Continuous data protection protects against some effects of data corruption by allowing restoration of a previous, uncorrupted version of the data. Transactions that took place between the corrupting event and the restoration is lost, however. They could be recovered through other means, such as journaling.

In some situations, continuous data protection requires less space on backup media (usually disk) than traditional backup. Most continuous data protection solutions save byte or block-level differences rather than file-level differences. This means that if you change one byte of a 100 GB file, only the changed byte or block is backed up. Traditional incremental and differential backups make copies of entire files.

Continuous Data Protection

Continuous Data Protection (CDP) is a concept that is been in play for the past decade or longer. Vendors have differing ways to deliver CDP, or near-CDP as some have begun marketing it. Continuous data protection (CDP), also called continuous backup or real-time backup, refers to backup of computer data by automatically saving a copy of every change made to that data, essentially capturing every version of the data that the user saves.

CDP runs as a service that captures changes to data to a separate storage location. There are multiple methods for capturing the continuous changes involving different technologies that serve different needs. CDP-based solutions can provide fine granularities of restorable objects ranging from crash-consistent images to logical objects such as files, mail boxes, messages, and database files and logs. So why should you be aware of CDP? I do backups already so what does CDP bring to the table that you should be concerned with?

It’s not about backing up or continuously backing up – it’s about restoring your data so your business can be back up and running as quickly as possible with the least amount of data loss.

Traditional backup is scheduled at specific times of the day, week and month. The idea of keeping monthlies for a certain period of time; weeklies for another period of time and dailies for a period of time so that companies could recover from a specific point in time.

True CDP is writing byte or block-level changes to your data rather than file-level differences. This process saves you disk space and allows for actual point-in-time recovery.
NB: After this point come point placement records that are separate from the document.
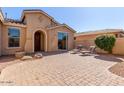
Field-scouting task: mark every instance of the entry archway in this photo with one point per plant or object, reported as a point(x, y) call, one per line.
point(39, 41)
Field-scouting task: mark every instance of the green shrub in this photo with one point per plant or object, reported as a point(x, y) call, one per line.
point(105, 42)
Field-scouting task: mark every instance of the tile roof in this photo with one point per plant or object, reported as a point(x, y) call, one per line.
point(13, 21)
point(99, 31)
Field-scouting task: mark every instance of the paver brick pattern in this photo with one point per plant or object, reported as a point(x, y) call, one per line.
point(63, 69)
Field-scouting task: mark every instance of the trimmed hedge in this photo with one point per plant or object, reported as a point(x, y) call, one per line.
point(105, 42)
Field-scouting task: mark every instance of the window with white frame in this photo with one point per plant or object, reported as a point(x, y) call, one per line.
point(13, 37)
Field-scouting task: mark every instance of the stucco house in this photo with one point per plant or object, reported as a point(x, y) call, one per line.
point(35, 31)
point(87, 38)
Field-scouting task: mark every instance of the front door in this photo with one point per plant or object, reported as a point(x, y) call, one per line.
point(37, 41)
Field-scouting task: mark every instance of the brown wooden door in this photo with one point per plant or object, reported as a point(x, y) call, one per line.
point(37, 41)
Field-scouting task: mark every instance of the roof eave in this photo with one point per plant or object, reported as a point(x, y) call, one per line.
point(64, 26)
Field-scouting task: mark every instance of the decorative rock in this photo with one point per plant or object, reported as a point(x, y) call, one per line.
point(19, 54)
point(26, 58)
point(38, 55)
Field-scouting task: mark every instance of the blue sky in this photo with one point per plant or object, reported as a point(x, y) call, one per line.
point(80, 19)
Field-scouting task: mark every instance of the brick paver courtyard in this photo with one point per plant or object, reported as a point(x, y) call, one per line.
point(63, 69)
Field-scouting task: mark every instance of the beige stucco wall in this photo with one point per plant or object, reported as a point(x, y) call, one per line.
point(5, 49)
point(39, 22)
point(119, 46)
point(35, 22)
point(53, 38)
point(88, 40)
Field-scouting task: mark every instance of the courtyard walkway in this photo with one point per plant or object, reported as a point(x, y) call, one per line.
point(63, 69)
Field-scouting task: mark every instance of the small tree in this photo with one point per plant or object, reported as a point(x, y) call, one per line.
point(105, 42)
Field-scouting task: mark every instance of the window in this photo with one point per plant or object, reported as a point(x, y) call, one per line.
point(62, 40)
point(14, 37)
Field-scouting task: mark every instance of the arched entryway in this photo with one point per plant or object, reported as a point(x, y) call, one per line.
point(39, 41)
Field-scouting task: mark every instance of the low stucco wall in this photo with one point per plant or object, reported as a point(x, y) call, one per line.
point(5, 49)
point(119, 46)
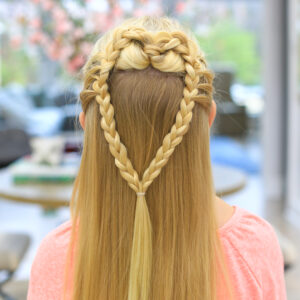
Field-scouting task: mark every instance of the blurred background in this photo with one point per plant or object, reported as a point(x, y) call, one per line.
point(253, 48)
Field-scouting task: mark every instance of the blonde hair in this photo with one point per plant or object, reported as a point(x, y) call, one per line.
point(166, 247)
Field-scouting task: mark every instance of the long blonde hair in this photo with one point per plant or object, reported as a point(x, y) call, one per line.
point(140, 230)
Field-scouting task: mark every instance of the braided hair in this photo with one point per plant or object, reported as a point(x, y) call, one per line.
point(133, 47)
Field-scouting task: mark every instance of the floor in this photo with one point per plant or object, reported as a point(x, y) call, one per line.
point(32, 220)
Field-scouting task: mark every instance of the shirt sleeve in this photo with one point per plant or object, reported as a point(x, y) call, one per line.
point(47, 271)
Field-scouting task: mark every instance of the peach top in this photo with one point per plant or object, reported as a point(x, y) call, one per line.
point(251, 247)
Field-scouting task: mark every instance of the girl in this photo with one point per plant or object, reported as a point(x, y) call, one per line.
point(146, 223)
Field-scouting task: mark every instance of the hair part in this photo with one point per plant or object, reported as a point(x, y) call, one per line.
point(145, 83)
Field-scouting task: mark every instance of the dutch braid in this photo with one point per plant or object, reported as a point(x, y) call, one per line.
point(153, 48)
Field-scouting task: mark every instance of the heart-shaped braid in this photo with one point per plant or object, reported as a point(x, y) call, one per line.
point(154, 50)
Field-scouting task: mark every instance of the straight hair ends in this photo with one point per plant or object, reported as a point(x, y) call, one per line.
point(159, 245)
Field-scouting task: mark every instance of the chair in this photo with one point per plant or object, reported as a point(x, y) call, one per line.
point(13, 247)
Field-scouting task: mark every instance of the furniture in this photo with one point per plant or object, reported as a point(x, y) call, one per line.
point(14, 144)
point(13, 247)
point(227, 180)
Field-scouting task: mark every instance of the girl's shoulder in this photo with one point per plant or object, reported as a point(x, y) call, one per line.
point(253, 251)
point(47, 271)
point(249, 233)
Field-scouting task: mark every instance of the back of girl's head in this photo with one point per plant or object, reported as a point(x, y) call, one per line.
point(144, 193)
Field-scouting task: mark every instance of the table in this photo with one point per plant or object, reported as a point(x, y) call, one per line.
point(227, 180)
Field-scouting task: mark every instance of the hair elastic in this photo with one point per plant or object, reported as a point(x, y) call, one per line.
point(140, 193)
Continuous data protection is different from traditional backup in that you don’t have to specify the point in time to recover from until ready to restore. Traditional backups only restore data from the time the backup was made. Continuous data protection has no backup schedules. When data is written to disk, it is also asynchronously written to a second location, usually another computer over the network. This introduces some overhead to disk-write operations but eliminates the need for scheduled backups.